Monday, May 12, 2008

All in a name


I’ve been thinking lately about terminology. There are two cases in particular: One where a word’s meaning has adapted with the times and technology, and another where the same concept now has new terminology associated with it and that new terminology has resulted in redefining the concept itself.

“Transmit” as a word has been around for over 500 years, before the Internet, before computers or even typewriters. It simply means to send, to communicate or pass along. The specifics don’t really matter so much.

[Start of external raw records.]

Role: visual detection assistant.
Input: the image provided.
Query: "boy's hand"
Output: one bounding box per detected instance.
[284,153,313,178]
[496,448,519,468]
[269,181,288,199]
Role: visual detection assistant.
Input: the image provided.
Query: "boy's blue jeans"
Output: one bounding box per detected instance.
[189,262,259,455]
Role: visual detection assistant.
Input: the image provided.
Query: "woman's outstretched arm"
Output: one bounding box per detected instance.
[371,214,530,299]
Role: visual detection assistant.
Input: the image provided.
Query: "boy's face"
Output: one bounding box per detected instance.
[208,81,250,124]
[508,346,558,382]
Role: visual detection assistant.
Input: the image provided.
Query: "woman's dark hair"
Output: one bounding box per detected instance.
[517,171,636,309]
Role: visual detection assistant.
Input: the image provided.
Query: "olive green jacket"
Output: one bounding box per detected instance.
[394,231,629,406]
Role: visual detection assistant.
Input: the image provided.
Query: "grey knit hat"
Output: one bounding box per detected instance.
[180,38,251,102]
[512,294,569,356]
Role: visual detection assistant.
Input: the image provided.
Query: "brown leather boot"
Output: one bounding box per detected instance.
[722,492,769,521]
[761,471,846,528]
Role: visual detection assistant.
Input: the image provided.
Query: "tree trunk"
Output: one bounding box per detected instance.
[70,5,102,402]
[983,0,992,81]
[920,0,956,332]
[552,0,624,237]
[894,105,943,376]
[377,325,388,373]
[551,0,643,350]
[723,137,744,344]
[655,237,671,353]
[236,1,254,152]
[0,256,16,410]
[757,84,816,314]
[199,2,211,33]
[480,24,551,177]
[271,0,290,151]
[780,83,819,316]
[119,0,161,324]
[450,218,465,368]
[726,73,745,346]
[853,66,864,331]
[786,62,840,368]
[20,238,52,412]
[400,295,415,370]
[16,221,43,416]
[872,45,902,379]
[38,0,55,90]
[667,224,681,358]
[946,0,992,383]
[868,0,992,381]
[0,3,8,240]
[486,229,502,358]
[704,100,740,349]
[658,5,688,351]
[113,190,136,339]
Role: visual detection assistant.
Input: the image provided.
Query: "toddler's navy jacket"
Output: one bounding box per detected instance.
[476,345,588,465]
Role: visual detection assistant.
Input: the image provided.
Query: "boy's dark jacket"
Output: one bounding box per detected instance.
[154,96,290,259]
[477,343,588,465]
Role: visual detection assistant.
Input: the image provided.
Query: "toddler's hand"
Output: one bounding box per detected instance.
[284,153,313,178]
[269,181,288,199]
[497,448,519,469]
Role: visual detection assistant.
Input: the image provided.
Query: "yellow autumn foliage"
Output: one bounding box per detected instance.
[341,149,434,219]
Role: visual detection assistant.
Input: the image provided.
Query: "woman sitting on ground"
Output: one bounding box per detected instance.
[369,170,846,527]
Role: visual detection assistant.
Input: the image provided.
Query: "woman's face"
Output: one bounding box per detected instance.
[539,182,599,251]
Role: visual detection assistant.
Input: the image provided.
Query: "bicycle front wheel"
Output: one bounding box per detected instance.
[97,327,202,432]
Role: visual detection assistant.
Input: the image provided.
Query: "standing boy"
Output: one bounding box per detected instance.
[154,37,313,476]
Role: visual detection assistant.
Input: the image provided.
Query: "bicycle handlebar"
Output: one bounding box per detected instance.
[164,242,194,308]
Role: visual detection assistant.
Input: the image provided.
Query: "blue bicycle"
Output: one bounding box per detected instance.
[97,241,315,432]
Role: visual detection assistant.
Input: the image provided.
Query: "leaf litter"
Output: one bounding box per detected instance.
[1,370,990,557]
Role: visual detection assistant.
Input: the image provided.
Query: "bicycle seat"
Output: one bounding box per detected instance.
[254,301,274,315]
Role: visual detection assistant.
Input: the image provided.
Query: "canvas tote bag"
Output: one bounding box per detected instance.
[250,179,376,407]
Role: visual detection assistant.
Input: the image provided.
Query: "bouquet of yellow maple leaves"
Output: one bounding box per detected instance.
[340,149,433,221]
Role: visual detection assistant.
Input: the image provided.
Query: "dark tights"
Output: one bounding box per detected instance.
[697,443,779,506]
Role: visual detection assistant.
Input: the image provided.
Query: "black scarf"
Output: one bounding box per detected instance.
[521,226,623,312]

A couple of years ago, I spent a good part of the summer locked in (literally, they really lock you in) the special archives room of the Boston Athenaeum with the papers of Commander Hull. (The man saved a lot of paper, every scrap of paper he ever received.) The archives covered his glory days during the War of 1812 and throughout his naval career. Communications between Hull, when he was out at sea, and the Department of the Navy, in Washington, were all handwritten and sent by boat back and forth. New policies, reprimands, questions/answers, whatever—communications that today would take seconds took about three months. These communications were referred to as being transmitted.

Whether by boat, telex, or e-mail, sending messages is a natural thing; I think that’s why the word just flowed along with the times. How the message is sent has changed radically, to be sure. The technology and timing is now different, but the basic need remains the same—to communicate, to convey information from sender to receiver and sometimes back again. To make a connection. And so we transmitted then as we transmit now.

In contrast, look at what’s happened to the stuff of what we read—specifically the news. There is a sense of chaos lately with journalism; the cry has been made that print is dead. (These cries are often premature—God isn’t dead either, although some may argue that he has left the building.) Newspapers are becoming passé and magazines are folding by the minute. Online is where it’s at, baby. There is a wealth of information to be found there and we are seduced with the immediacy and instant gratification—validity and substance don’t matter too much. Even once well-respected writers who wouldn’t dream of putting their byline on something inaccurate are falling under the spell. It’s become the wham-bam-thank-you-ma’am of journalism. Post it quickly and move on to the next liaison, the next idea.

There seems to be a schism between “print” and “online,” and we can’t seem to make a meaningful relationship between the two. There is a lot of junk online, that seems to be the excuse to ignore what’s good. But there’s a lot of junk out there in the print world as well, and we seem to be able to tell the difference. Maybe it’s just a matter of waiting for the dust to settle. Maybe it’s all in a name.

Print journalism has become so closely aligned as a term that doesn’t fit with the Internet—along with the press and newspapers—that the basic concept has come to mean something else when it’s online. Anything online is now called “content.” Granted, the word “content” itself has been around for awhile, but using it to describe what’s online changes how we look at what we read. And that changes our expectation and demands on it. Websites, whether the New York Times or X17 are all “content providers.”

We say print is dead, but we don’t really mean it. We’re just confused. I hope. The options are overwhelming and so we’ve simplified it by limiting the terminology. Why hasn’t “print” survived as “transmit” has? Unfortunately, unlike transmit an action, “print” or the “press,” even the word “newspaper” are intrinsically tied to a very concrete thing—the printing press, paper and ink. There is a very tactile association. “Press” has made somewhat of a transition to computers, newspapers and books are now printed using digital presses, but even though this makes sense, the terminology hasn’t migrated over to the Internet. That is unfortunate, because the new terminology to describe what’s online, whether journalism or junk or anything in between, adds to the confusion and denigrates the whole field, because now, if it’s online, it’s content.

The terminology is keeping the schism intact and distracting from a more comprehensive discussion, and ultimately appreciation for, the vast field of media. Rather than bemoaning the state of print journalism in light of the new online media, the distinction between the two should be irrelevant. The skills are different, sure, but the basics are the same. The two would have a meaningful relationship and we could focus on shaking out the good from the bad in an all-encompassing marketplace of ideas if we could just figure out the terminology.